See? Here's my problem. On the surface, I'm stoked about getting engaged and married and everything. I'm all about planning it, picking out colors for things, picking out dresses, pricing honeymoons. But underneath, I'm terrified. Its such a horrible way to feel, and I hate it.
I love that man, with all of my heart. I know that we both want this. I'm just scared. We're going to do it. I've gotta grow a pair and just do it. Suck it up. Now or never. Go big or go home.


Brain Saga Part 2

Sorry for the late post about everything. And this won't even have the meat and potatoes of the information you've been waiting for.

I had the MRI, which was ....pretty fun actually. However, if I had the chance to do it again, I would refrain. I feel like if I had smoked marijuana before, I would have completely flipped out and just started screaming. I felt like I was inside of a video game. The noises were insane! The scariest part was towards the end and the bed started to shake a little. ...that freaked me out, at that point I was done. ha. I have no idea how long I was in there; I lost all track of time. My hands were the most uncomfortable. I started with them folded on my belly, then within 5 minutes (I'm guessing) I started to get all fidgety. Overall, not the worst experience in the world. Annnd, I still haven't received a bill. So far, I'm safe from another $40.

Until tomorrow.

I go back to neurologist tomorrow ($40 copay, chaching.) for him to read it. I feel kinda good about it. I called them a week ago, or so, and asked what I was supposed to do next. The nurse said that I make an appointment to get it read and thats it. She said that if it turned out to be something terrible they would call. And, I haven't gotten a call. Which makes me feel super good. However, uneasy.

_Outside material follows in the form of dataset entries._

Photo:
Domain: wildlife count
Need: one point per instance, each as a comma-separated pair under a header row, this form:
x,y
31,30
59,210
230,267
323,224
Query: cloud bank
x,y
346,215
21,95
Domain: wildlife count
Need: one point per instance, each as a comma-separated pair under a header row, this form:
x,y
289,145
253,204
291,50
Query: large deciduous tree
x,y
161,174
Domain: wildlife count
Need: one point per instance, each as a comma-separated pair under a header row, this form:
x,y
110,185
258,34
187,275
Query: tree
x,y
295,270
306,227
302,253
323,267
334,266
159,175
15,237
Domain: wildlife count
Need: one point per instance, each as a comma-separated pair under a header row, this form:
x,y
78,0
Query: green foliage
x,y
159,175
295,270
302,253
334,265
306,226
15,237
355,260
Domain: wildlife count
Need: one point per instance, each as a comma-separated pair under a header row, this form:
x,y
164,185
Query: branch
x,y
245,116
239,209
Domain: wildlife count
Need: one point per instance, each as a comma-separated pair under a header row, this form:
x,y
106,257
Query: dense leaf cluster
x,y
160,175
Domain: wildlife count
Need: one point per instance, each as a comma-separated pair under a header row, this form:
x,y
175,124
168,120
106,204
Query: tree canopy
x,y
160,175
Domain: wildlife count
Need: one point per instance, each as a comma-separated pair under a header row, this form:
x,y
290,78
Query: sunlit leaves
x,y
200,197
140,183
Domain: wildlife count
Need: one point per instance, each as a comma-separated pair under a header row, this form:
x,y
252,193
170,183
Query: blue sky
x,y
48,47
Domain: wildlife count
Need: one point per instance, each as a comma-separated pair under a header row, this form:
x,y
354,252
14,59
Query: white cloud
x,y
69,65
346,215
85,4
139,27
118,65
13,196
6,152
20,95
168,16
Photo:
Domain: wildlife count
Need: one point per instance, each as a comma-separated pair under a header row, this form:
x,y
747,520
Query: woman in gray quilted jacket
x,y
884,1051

As happy as I am that its nothing serious, I would love to find out whats been going on. I assumed that an MRI would be able to tell. Maybe they did find something, but its not serious and completely treatable. ...that would be absolutely amazing. Tears would be shed.

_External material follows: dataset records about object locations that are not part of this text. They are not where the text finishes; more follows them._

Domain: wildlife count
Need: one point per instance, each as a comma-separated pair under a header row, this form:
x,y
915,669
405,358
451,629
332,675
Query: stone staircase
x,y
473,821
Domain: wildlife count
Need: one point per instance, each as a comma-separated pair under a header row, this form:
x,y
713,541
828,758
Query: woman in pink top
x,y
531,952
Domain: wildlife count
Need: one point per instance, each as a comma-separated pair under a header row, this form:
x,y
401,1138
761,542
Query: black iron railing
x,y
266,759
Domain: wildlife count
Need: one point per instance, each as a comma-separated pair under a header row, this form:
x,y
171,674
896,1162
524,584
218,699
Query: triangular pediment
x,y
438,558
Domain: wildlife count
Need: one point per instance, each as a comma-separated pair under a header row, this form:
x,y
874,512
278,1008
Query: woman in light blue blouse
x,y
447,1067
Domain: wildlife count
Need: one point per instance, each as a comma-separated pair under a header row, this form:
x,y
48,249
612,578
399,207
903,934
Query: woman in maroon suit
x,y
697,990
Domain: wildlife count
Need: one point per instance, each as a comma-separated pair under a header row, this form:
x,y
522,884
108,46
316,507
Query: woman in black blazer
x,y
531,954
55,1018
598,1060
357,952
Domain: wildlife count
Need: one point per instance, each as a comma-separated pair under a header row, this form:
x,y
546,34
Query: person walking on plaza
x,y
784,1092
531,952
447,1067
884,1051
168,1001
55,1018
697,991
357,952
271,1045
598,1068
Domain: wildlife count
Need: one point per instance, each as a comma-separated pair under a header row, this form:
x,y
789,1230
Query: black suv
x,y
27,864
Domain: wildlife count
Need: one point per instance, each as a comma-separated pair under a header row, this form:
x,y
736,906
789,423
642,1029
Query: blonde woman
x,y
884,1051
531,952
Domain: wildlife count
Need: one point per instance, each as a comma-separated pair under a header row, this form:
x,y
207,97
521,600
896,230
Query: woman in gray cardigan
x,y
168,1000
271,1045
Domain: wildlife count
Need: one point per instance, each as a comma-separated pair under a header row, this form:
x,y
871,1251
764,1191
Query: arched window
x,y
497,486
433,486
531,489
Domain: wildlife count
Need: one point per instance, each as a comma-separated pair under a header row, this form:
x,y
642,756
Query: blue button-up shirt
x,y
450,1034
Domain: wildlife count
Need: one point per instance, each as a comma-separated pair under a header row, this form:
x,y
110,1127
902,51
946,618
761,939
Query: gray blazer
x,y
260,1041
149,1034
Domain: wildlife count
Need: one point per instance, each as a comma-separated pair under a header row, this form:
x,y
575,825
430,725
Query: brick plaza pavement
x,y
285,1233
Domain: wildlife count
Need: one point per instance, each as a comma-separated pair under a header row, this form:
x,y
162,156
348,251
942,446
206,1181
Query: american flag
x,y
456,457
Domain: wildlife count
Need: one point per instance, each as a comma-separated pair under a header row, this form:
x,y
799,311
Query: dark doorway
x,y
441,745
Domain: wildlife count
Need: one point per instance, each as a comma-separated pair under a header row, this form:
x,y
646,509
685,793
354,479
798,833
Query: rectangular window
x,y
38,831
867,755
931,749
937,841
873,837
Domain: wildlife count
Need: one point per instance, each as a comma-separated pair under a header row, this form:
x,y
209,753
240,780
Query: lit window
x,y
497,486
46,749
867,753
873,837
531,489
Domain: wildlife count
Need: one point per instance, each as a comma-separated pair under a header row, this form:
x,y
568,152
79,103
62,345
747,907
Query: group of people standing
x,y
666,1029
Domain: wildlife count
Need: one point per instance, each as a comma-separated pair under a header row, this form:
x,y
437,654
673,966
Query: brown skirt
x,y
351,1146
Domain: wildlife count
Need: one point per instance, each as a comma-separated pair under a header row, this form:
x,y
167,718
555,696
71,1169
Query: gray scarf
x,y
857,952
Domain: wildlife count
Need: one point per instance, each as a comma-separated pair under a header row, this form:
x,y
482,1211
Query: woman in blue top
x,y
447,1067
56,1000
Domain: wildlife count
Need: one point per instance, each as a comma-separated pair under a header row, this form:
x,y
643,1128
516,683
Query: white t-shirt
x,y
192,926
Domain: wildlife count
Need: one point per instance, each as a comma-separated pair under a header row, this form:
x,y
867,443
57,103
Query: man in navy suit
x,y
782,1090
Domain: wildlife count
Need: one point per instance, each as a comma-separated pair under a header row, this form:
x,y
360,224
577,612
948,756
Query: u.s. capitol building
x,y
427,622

I can't wait to get rid of this shit. I don't think anyone really understands whats going on. I don't think people get the fact that I can't cough or clear my throat. Think about that. How many times during the day do you cough or clear your throat? Must be nice. I can't do it. What about sneezing? These are things we go day to day taking for granted. These a normal body functions that everyone possesses and everyone does. These things were designed as mechanisms to remove bacteria, allergens, and foreign things from our bodies. ...yeah, coughing and sneezing is that important. And I am incapable of doing so.

So there it is. Tomorrow, I could have an answer. I could be posting from a hospital bed. I could be posting from right here in my room. However, Blogger, you will find out, as will I, whats going on inside of my head.